The following is from Robert Roberts’ essay ‘The Blessings of Gratitude’ in the volume The Psychology of Gratitude:
“The constitutionally grateful person has a shield against such debilitating regrets because he or she is inclined to dwell on the favorable, rather than the regrettable. As noted earlier, as an emotion, gratitude is a perception of benefits and benevolence; a person with gratitude-readiness will tend to see what is good in situations and to notice less what is bad. The kind of unfortunate actions and events that make the constitutionally regretful person miserable may have occurred in the grateful one’s life as well, but the grateful person can move on from them, because his or her mind is tuned to happier things….
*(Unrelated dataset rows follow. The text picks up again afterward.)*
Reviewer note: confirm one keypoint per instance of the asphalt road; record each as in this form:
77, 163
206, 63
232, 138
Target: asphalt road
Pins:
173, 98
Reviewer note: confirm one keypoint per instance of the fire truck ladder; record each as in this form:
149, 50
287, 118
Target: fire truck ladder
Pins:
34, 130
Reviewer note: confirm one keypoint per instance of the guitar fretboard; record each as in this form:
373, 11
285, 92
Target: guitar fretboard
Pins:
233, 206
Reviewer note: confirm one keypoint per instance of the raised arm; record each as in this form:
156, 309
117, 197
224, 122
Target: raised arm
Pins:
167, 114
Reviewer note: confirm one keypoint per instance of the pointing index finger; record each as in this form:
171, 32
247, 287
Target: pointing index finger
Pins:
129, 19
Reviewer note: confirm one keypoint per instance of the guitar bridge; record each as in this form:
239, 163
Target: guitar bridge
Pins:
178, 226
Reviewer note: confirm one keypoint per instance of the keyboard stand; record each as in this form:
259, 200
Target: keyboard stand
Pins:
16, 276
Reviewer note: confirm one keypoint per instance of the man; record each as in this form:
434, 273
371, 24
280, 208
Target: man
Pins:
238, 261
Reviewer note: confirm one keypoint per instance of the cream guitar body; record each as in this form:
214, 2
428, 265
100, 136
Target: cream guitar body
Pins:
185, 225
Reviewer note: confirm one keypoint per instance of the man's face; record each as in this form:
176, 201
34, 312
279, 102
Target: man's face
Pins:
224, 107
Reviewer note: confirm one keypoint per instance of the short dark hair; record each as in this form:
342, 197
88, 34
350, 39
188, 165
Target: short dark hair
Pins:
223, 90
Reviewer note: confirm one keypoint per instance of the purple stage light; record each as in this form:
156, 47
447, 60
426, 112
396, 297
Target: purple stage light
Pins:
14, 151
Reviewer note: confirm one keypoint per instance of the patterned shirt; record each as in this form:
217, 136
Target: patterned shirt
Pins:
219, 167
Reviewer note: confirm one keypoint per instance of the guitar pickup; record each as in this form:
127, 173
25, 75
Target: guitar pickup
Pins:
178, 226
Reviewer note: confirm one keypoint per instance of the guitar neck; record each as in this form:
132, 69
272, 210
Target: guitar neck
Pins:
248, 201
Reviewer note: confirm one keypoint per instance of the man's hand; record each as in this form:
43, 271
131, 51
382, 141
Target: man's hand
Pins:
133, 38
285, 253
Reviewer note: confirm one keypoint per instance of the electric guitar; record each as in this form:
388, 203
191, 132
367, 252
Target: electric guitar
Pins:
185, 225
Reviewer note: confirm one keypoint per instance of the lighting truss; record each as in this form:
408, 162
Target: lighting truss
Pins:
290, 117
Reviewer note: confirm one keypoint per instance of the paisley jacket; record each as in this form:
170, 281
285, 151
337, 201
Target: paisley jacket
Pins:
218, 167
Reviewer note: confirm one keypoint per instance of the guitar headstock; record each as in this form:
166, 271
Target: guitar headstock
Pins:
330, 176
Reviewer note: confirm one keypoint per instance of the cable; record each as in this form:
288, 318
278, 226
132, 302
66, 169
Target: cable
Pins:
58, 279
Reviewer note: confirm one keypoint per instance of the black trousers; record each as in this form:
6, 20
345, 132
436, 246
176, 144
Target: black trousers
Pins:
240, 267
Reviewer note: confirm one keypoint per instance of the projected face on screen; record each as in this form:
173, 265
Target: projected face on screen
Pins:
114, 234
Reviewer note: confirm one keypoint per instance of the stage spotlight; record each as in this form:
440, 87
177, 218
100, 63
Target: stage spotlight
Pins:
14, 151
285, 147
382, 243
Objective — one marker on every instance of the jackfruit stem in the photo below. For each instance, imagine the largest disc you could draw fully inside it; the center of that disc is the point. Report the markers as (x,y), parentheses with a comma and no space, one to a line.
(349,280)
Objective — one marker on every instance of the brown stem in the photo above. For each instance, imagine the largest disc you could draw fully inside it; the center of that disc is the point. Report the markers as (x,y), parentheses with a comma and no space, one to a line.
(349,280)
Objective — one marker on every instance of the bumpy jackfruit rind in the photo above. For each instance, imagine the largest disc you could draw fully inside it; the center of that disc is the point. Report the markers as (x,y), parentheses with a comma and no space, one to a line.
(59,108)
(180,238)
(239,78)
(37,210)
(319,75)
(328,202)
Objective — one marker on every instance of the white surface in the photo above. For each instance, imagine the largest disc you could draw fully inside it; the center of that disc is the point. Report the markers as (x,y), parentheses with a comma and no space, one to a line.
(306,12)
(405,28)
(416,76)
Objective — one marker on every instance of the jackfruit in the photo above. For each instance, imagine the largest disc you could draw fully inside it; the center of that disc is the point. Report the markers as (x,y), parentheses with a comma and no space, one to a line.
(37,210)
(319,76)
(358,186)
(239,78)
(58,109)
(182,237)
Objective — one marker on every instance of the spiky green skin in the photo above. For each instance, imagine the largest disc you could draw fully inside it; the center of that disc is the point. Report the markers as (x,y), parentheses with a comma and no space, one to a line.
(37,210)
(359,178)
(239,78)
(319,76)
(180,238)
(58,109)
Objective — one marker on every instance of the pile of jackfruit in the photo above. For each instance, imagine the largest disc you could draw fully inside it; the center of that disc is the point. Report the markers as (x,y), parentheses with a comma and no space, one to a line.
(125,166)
Grateful people tend to be satisfied with what they have and so are less susceptible to such emotions as disappointment, regret, and frustration. People who believe in God as He is conceived in Christianity have an even more powerful resource for transcending many of the circumstances that disappoint, frustrate, and anger most of us. In consequence, grateful people, whether religious or not, will be less prone to emotions such as anger, resentment, envy, and bitterness, that tend to undermine happy social relations. But the virtue of gratitude is not only a prophylactic against such corruption of relationships; it also contributes positively to friendship and civility, because it is both benevolent (wishing the benefactor well) and just (giving the benefactor his or her due, in a certain special way). The justice of gratitude can be plausible argued to be metaphysical–a kind of attunement to one’s basic human nature and the nature of the universe–because we are in fact dependent recipients of good things, both from some of our fellow human beings and from God. Such attunement is a realization of human nature and thus maturity, fulfillment, well-being.